Eine Chance vom Rohölmarkt kommt dazu
Die Vielzahl von Aktien mit robuster Verfassung, unter ihnen mit Ausnahme von SAP alle Schwergewichte im Index, sollte den laufenden Aufwärtstrend im Dax Substanz geben. An der Bedeutung der Zinsen ändert das nichts. Doch auch hier besteht die Chance auf eine Entspannung. Sie kommt vom Rohölmarkt, dem wichtigsten Treiber der Inflation, die in Deutschland im Februar auf 1,3 Prozent gestiegen ist.
Der massive Anstieg der Ölpreise, die innerhalb eines Jahres von 20 Dollar auf 70 Dollar geklettert sind, könnte in den nächsten Wochen eine Pause einlegen. Allein in den vergangenen drei Jahren kam es um 70 Dollar sechs Mal zur Kehrtwende kurz- bis mittelfristiger Trends. Zudem hat die aktuelle Anstiegsphase, die im November bei 35 Dollar begann, nun etwa das gleiche Ausmaß erreicht, das die erste Phase von März bis September hatte.
Die Nachfrage nach Öl ist weiter robust, vor allem aus China. Die Opec bleibt mit der Förderung zurückhaltend, weder Produzenten noch Lagerhalter waren auf den lebhaften Bedarf vorbereitet; der Preisanstieg ist auch Folge dieser unelastischen Nachfrage. Damit könnte es durchaus noch zu einem Überschießen des Preises in Richtung 85 Dollar kommen, der Preisspitze von 2018. Insgesamt sollte es dann aber angesichts der einhelligen Erwartung noch teureren Öls im Bereich 70 bis 85 Dollar erst einmal zu einer Konsolidierung kommen, die mehrere Monate umfassten könnte.
Fazit für den Dax: Der dynamische Anstieg über das bisherige Hoch um 14.100 Punkte ist ein klassisches, bestätigendes Kaufsignal. Er ist Teil der Aufwärtsbewegung, die mit Corona begonnen hat, im Sommer und Herbst 2020 eine große Konsolidierung absolvierte und seitdem in einer neuen Aufwärtsphase steckt. Der amerikanische Dow Jones ist als klassischer Marktdurchschnitt in einer ähnlich robusten Verfassung, eine Bestätigung des Trends. Schwächer, trotz jüngster Avancen, sind die Technologiewerte – eine direkte Folge des höheren Zinsniveaus.

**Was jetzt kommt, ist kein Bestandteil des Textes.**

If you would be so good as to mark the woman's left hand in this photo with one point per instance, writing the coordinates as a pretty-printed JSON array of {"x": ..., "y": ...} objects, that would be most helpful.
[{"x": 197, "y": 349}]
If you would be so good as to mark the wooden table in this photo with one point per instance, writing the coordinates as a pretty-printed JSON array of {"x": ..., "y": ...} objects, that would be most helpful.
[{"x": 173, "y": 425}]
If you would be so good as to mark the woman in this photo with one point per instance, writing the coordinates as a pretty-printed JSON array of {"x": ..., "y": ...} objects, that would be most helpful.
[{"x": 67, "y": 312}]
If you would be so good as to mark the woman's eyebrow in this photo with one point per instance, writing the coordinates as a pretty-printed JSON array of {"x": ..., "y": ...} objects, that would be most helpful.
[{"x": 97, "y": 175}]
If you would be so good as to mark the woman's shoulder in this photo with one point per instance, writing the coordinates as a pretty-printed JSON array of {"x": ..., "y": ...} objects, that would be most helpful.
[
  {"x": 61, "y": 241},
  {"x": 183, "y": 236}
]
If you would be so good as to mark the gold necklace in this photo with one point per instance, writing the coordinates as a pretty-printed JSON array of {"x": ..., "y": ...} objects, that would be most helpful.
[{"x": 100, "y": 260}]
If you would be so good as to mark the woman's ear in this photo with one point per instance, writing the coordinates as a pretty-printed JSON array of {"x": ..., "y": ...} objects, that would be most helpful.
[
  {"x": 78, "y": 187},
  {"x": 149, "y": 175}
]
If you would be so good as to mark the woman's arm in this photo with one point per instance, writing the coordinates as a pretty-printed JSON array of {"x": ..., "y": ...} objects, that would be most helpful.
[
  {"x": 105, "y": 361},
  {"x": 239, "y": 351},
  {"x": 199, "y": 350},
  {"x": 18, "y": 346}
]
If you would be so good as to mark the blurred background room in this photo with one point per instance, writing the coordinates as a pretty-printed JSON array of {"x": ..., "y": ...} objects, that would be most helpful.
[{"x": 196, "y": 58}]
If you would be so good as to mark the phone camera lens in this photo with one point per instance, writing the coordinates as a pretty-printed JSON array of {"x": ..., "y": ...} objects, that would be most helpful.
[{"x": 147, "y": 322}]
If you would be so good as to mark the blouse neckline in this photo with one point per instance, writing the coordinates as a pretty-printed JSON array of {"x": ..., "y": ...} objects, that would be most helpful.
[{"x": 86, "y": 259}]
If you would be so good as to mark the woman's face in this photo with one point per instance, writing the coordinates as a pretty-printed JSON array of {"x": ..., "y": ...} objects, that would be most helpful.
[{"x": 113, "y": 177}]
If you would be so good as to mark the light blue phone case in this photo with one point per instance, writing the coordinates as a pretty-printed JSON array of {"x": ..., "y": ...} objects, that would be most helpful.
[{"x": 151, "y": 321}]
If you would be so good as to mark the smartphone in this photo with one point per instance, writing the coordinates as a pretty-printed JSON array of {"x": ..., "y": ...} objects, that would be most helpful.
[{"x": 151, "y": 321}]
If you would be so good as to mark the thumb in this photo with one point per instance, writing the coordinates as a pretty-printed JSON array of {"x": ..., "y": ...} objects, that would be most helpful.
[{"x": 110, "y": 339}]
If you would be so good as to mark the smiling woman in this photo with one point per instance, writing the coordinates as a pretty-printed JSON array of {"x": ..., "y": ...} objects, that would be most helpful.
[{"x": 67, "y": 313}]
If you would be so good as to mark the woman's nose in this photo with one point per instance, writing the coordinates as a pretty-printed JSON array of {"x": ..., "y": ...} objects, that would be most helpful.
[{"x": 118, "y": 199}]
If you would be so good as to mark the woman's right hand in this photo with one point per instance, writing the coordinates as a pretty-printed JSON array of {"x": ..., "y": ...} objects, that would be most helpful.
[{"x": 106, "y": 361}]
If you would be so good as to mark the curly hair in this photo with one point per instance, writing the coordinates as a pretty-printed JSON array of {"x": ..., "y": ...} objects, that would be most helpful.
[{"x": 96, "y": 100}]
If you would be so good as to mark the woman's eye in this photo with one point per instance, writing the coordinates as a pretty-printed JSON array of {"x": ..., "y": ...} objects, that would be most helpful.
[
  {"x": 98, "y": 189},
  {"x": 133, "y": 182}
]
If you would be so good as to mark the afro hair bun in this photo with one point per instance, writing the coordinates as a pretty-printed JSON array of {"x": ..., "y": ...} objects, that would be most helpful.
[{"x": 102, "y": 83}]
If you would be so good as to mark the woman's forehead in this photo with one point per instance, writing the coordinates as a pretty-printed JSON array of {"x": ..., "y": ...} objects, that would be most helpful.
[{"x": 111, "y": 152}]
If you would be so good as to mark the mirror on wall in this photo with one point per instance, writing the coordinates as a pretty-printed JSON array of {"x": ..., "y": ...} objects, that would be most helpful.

Mit dem jüngsten Anstieg hat der Dax nicht nur Neuland betreten, er hat sich gleichzeitig ein gutes Stück von der gefährlichen Abstiegszone entfernt, die sich bei einem Rutsch unter 13.600 bis 13.200 Punkten eröffnet hätte. Sorglos sollten Anleger deshalb nicht werden, doch kurzfristig überwiegen die Chancen. Bei Rücksetzern wäre es wichtig, dass der Dax nun nicht mehr unter 14.000 Punkte rutscht.